Paltoglou G., Salampasis, M., Satratzemi, M., Evangelidis, G.: Using linkage information to approximate the distribution of relevant documents in DIR, In Proc. 11th Panhellenic Conference on Informatics (2007).
Abstract -: In this paper, a method for addressing the source selection problem in a distributed information retrieval environment is presented. The method proposes a solution to the source selection problem by making use of the outlink distribution extracted from a sampling collection in order to locate the most authoritative collections for a particular query. Experiments carried out with the algorithm show that its performance exceeds that of the uniform approach, with much more economical means. Specifically, the link-based method is much more efficient in terms of collection utilization than the uniform strategy, which can be applied under the same conditions. A key feature of the algorithm is that it can be combined and work in parallel with content-based source selection algorithms, thus enhancing performance in information seeking environments containing linkage information.
Georgios Paltoglou, Michail Salampasis and Fotis Lazarinis : Indexing and retrieval of a Greek corpus. In proceedings of the 2nd International ACM Workshop Improving Non- English Web Searching (iNEWS08) CIKM08
Abstract -: Greek is one of the most difficult languages to handle in Web Information Retrieval (IR) related tasks.
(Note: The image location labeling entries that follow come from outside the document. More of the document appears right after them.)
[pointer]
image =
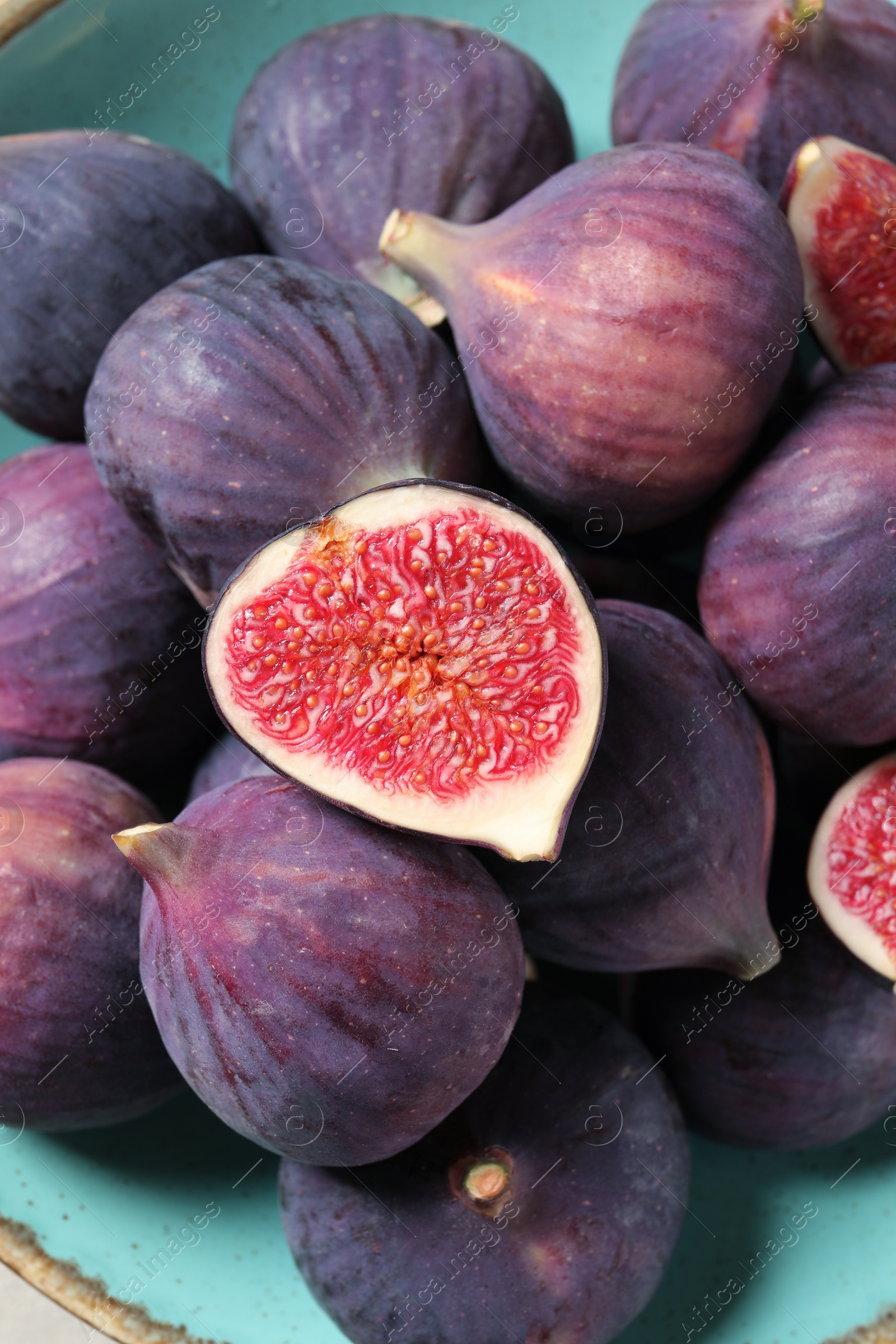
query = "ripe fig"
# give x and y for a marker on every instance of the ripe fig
(78, 1045)
(796, 589)
(423, 656)
(298, 389)
(561, 1244)
(287, 944)
(665, 861)
(841, 206)
(804, 1057)
(758, 77)
(100, 640)
(362, 116)
(93, 229)
(852, 865)
(546, 314)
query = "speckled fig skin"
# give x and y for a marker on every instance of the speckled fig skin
(597, 391)
(797, 585)
(295, 390)
(99, 640)
(574, 1245)
(331, 990)
(115, 220)
(346, 123)
(78, 1045)
(665, 859)
(758, 77)
(743, 1061)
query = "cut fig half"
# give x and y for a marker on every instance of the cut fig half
(421, 655)
(852, 866)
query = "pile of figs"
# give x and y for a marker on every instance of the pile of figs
(468, 561)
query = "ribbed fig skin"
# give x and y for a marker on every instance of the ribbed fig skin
(804, 1057)
(99, 640)
(291, 395)
(344, 124)
(757, 78)
(624, 328)
(78, 1045)
(331, 990)
(665, 859)
(106, 222)
(796, 590)
(577, 1242)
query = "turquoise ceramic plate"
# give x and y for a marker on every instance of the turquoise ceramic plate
(117, 1202)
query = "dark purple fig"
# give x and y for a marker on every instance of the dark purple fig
(422, 656)
(289, 949)
(499, 1225)
(355, 119)
(797, 585)
(665, 861)
(758, 77)
(292, 390)
(228, 760)
(100, 640)
(93, 226)
(802, 1057)
(546, 316)
(78, 1045)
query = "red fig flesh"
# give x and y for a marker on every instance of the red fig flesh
(841, 206)
(421, 655)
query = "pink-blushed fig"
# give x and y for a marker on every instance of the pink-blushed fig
(604, 391)
(358, 118)
(546, 1207)
(758, 77)
(100, 640)
(852, 865)
(665, 861)
(93, 226)
(78, 1045)
(796, 590)
(804, 1057)
(841, 206)
(291, 949)
(421, 655)
(287, 390)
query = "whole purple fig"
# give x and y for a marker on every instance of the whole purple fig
(759, 77)
(100, 640)
(622, 344)
(546, 1207)
(292, 390)
(291, 949)
(362, 116)
(797, 578)
(95, 225)
(665, 859)
(78, 1045)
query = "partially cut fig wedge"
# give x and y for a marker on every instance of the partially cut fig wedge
(421, 655)
(852, 866)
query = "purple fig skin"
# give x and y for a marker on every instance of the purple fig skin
(100, 642)
(546, 318)
(804, 1057)
(575, 1244)
(796, 590)
(321, 151)
(296, 390)
(228, 760)
(285, 945)
(78, 1045)
(665, 861)
(113, 222)
(758, 78)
Its difficulty stems from the fact that it is grammatically, morphologically and orthographically more complex than the lingua franca of IR, English. In this paper, we address a significant number of issues that originate from the Greek language. We use a number of techniques to determine the correct encoding that is used by web pages written in Greek. We test the effect of using a Greek stopword list in a realistic and controlled Web environment. We employ a character mapping scheme, in order to overcome the problem of the diversity of diacritics used in the language, such as accents and diaeresis. We utilize word distance and fuzzy similarity metrics in order to make up for the different forms that nouns, verbs and articles appear because of conjugations and inflections and additionally handle greeklish queries, a transliterated form of Greek. The conducted experiments present some effective ways to increase the accuracy in Greek IR tasks.
G. Paltoglou, M. Salampasis, and M. Satratzemi. Simple adaptations of data fusion algorithms for source selection. In Proceedings of 31th European Conference on Information Retrieval (ECIR 2009)
Abstract -: Source selection deals with the problem of selecting the most appropriate information sources from the set of, usually non-intersecting, available document collections. On the other hand, data fusion techniques (also known as metasearch techniques) deal with the problem of aggregating the results from multiple, usually completely or partly intersecting, document sources in order to provide a wider coverage and a more effective retrieval result. In this paper we study some simple adaptations to traditional data fusion algorithms for the task of source selection in uncooperative distributed information retrieval environments. The experiments demonstrate that the performance of data fusion techniques at source selection tasks is comparable with that of state-of-the-art source selection algorithms and they are often able to surpass them.